In most of my life I'm a pretty confident person and, when I'm not sure, I usually will take the risk anyway. True, it does take some talking myself into it sometimes, but I often will make the leap. This has definitely shown in my work life.

But there are parts of my life where I'm really not confident and many of these revolve around either how I look or what I can physically do. I was always comparing myself to others and feeling negative about how I looked but because I had no confidence in my physical abilities, I thought I was trapped in the skin I'm in. No, I'm not sure why I thought that - because it's obvious I can make changes (and have). Maybe it's a symptom of feeling if I don't try and I'm negatively judged, I have an excuse for why?

I'm truly not sure.

What I have noticed is that I'm seeing less of these negative comparisons in myself and when I do compare myself to another person and find something lacking, I start thinking about how to get there (if possible) or how it's just the breaks that I won't ever have x attribute. I just don't seem to linger on it past a thought or two.

When something is physically hard, I seem more able to acknowledge it's hard and put aside my almost obsessive need to WIN the first time and recognize that it may take time to get there but I can do it if I both want to do it and I put the necessary work for into it. It's okay to not have things happen overnight. It's okay to have to build up to something.

Hell, it's okay not to be Wonder Woman!

Instead I'm trying to nurture this little seed of confidence in my ability to achieve my long-term goals on this fitness journey. One pound at a time. One step at a time. One new experience at a time.

Sunday, August 21, 2011

Today's Walk - Sammamish River Trail (WA)

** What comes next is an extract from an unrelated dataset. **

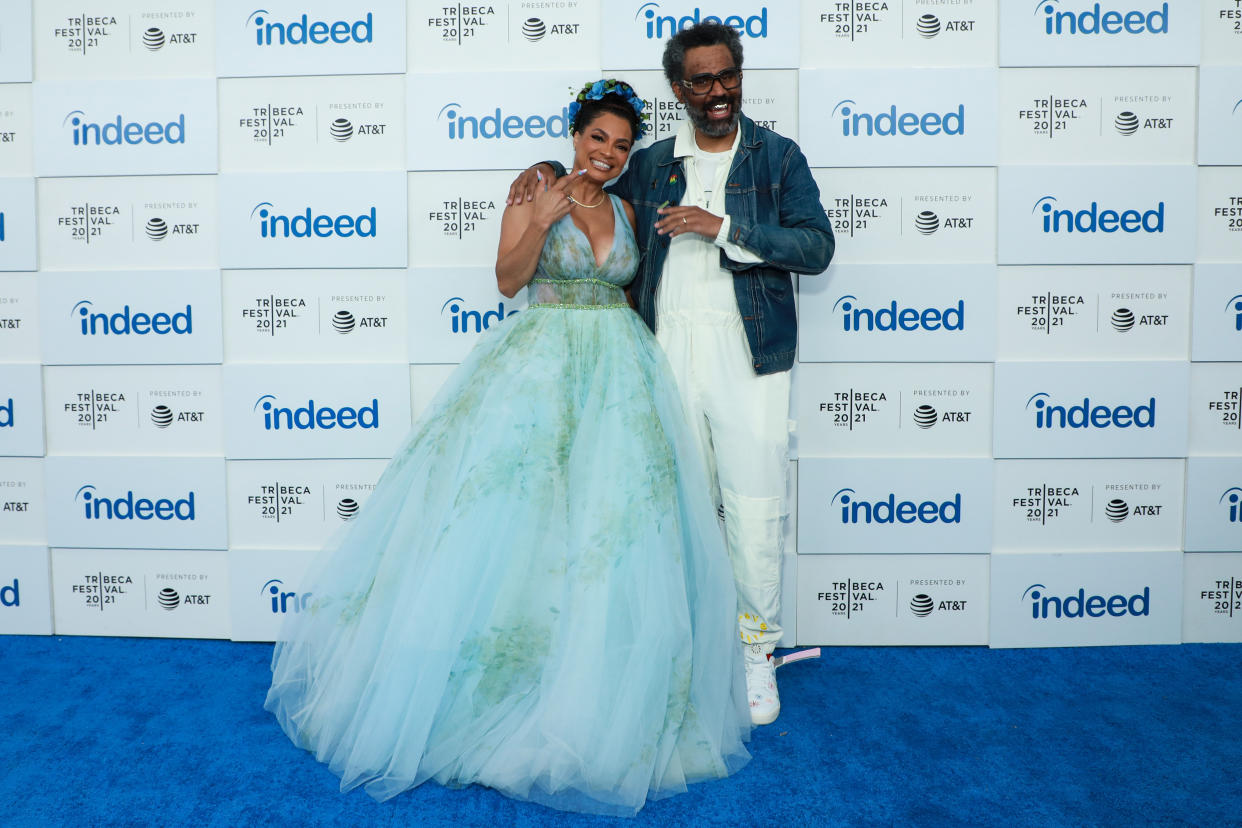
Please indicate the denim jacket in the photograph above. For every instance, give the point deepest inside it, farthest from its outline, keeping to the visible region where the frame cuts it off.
(774, 211)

Today, despite it being my allowed "day off" of exercise, I decided I wanted to take advantage of the nice weather and walk along the Sammamish River Trail. I live in Western Washington state and we're very lucky in the number of trails, paths, parks, etc we have. Many of these are multi-use trails where bikers, walkers, runners, skaters, etc. all share the trail. For the most part, this works really well and the vast majority of people follow the basic rules and are nice to each other.

The Sammamish River Trail is 10.9 miles in full, all paved. I love the river and all the plant, insect and wildlife I get to see. In fact, I meander along it with my camera quite a bit. Today was obviously Canada Goose day as a lot of them were bobbing in the river, looking for snacks.

I enjoyed my walk and put a link to the map generated by my Garmin Forerunner during the walk at the top of this post. See - DATA!

I slathered on a lot of sunscreen, filled the smaller Camelbak with water, brought my good sunglasses and set off in my VFF.

Things I'll do differently next time:
  • Burp the Camelbak. The sloshing was a bit annoying.
  • Put ice in the Camelbak (we don't use much ice at my house so rarely have any - might have to stop somewhere). The water got pretty warm after a bit.
  • Take chapstick. The sunscreen did well on most of my skin but my lips suffered a bit.
  • Go earlier in the day. It gets a bit crowded at noonish on a weekend.
  • Remember my iPod.
What a lovely day for a walk.

Oh - and I realized I got 5K done in under an hour. Woohoo!